Installation technique of the lead screw is also important. The machines’ ball screw mounting locations (for each end of the screw) are hand scraped so they are super-accurately aligned with the ways. Many builders machine those pads, but hand scraping is much more accurate to ensure that the ballscrew nut travels perfectly parallel to the guide way planes. This parallel tracking avoids stress-induced heat. Another source of heat in the axis drive is the support bearings at each end of the screw. The bearings are cooled on our machines. Remember, heat is a thermal inhibitor to accuracy. Rather than trying to correct for heat-induced errors in the ball screw drive, Mitsui Seiki prefers to prevent the heat in the screw from occurring to start with.
When building a high-end machine tool, not only the mechanical components are important. Mitsui Seiki uses the latest in PLC, and PMC design and quality. The electric cabinets are properly engineered and manufactured to permit years of trouble free life, and reliable performance. When you look inside our EC cabinet, you see well thought out, and well executed wiring, and high-end components. You will not find any crimped connections, or unlabeled wiring here. Additionally, we use as much industry standard components as possible, so familiarity and service in your local area is easy. Mitsui Seiki can build our electrics to a variety of industry-accepted standards to meet the needs of customers virtually anywhere.
Mitsui Seiki is a proud integrator of FANUC™ CNC controls and drives. Our long relationship with this prestigious control builder affords us the solid benefit of providing the latest CNC controls and options to our customers. Many new and innovative CNC features and functions for this brand of controls have been conceived through this long-term partnership.

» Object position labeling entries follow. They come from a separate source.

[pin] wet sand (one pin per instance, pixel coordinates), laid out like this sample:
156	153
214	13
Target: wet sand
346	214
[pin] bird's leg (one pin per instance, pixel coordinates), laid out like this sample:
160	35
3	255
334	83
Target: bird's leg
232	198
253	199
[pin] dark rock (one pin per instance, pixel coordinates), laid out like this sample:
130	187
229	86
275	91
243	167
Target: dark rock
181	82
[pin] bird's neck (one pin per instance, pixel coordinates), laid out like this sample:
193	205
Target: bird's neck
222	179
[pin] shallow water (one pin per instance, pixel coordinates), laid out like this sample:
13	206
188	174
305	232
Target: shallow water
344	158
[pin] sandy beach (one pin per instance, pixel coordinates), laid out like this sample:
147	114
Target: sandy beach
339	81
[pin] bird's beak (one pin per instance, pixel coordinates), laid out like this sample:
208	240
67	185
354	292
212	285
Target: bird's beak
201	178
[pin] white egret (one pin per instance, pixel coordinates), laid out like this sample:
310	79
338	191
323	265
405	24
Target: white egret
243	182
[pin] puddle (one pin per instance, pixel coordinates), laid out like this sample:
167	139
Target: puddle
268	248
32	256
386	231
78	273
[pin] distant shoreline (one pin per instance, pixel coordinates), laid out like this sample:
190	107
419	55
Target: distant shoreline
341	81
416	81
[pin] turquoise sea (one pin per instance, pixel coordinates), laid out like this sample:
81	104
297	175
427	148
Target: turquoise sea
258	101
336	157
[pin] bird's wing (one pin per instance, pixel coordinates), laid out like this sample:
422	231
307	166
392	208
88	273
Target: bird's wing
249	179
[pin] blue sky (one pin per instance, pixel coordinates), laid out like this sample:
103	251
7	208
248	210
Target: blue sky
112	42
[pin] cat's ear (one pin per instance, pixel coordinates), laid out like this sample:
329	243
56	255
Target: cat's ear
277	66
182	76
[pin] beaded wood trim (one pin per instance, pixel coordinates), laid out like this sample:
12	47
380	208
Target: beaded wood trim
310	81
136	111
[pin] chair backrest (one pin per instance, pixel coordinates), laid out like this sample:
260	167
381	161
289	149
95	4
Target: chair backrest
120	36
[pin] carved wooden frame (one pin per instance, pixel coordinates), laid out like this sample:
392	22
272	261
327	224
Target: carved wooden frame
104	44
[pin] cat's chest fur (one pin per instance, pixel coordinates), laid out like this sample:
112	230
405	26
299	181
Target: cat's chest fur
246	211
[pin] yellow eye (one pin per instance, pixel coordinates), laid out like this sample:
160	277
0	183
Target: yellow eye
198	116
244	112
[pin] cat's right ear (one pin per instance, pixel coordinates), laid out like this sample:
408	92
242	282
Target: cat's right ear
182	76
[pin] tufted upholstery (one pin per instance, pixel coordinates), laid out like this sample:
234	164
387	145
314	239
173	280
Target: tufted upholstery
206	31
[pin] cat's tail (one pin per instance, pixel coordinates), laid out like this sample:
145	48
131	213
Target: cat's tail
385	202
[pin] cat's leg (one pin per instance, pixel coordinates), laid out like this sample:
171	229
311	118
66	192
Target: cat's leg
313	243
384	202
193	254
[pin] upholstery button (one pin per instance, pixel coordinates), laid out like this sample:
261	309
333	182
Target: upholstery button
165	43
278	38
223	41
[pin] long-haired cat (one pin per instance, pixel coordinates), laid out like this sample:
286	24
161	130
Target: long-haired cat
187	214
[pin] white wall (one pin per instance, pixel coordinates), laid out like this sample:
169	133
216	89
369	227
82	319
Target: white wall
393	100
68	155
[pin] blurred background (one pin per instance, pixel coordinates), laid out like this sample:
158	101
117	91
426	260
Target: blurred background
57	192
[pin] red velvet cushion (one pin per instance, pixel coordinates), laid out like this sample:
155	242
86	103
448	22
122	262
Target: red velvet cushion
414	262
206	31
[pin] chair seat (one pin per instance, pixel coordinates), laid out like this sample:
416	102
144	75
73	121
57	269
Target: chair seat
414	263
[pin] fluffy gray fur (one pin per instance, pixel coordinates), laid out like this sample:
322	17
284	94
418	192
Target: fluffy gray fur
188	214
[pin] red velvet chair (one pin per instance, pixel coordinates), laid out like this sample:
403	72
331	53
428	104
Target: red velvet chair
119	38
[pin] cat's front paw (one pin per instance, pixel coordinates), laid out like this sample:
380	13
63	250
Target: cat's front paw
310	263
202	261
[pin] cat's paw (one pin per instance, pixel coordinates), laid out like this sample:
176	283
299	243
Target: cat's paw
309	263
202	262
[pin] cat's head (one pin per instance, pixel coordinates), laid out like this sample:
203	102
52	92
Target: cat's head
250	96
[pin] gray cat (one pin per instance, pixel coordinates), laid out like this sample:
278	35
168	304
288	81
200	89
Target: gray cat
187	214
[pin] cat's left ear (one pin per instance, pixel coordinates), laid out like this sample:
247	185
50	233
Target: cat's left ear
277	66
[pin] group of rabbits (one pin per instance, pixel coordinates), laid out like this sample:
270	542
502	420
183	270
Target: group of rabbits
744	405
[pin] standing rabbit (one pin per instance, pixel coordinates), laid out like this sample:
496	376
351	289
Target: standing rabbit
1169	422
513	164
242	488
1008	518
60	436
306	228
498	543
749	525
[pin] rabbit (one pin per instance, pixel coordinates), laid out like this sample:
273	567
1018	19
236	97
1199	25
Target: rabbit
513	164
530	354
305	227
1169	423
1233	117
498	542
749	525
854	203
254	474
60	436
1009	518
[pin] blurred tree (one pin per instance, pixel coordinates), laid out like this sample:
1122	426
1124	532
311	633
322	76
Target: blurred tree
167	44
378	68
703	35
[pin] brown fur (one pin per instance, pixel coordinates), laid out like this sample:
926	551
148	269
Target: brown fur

Other Components and Peripherals
Many components may seem too simple to be important, but even they should be made well if your goal is machine uptime. Consider wire, for instance. Wire also comes in different grades. For example, SRML wire grade has each piece of copper wrapped in fiber, allowing it to flex more, which is what we use at Mitsui Seiki. Wire cost is directly related to flexibility. With machine tools, wire flexes all the time. Wire breakage is a down machine condition. Pushbuttons are a similar case. The better the quality, the more you can push a button before it has to be replaced. The same goes for most small, miscellaneous items.
Other considerations are those components that may cost less up front, but consume more energy. For example, cooling units and other ancillary items that are consumptive-related need to be high quality to keep energy costs down. At Mitsui Seiki, we use items that run more efficiently.
When it comes to peripheral components, or options, we are firm believers in adding value for the customer. Seemingly simple items like chip conveyors can prove to be a major item in overall productivity, and reliability. Tool changers, and other automation devices are designed and built to meet the demands of high end users. Overall quality cannot be compromised through the use if inferior peripheral equipment. We control the design and quality of all components delivered to our clients. Many industry accepted optional devices are available to enhance the productivity, and performance of the machines we offer, however we will not sacrifice any measure of overall machine integrity or quality.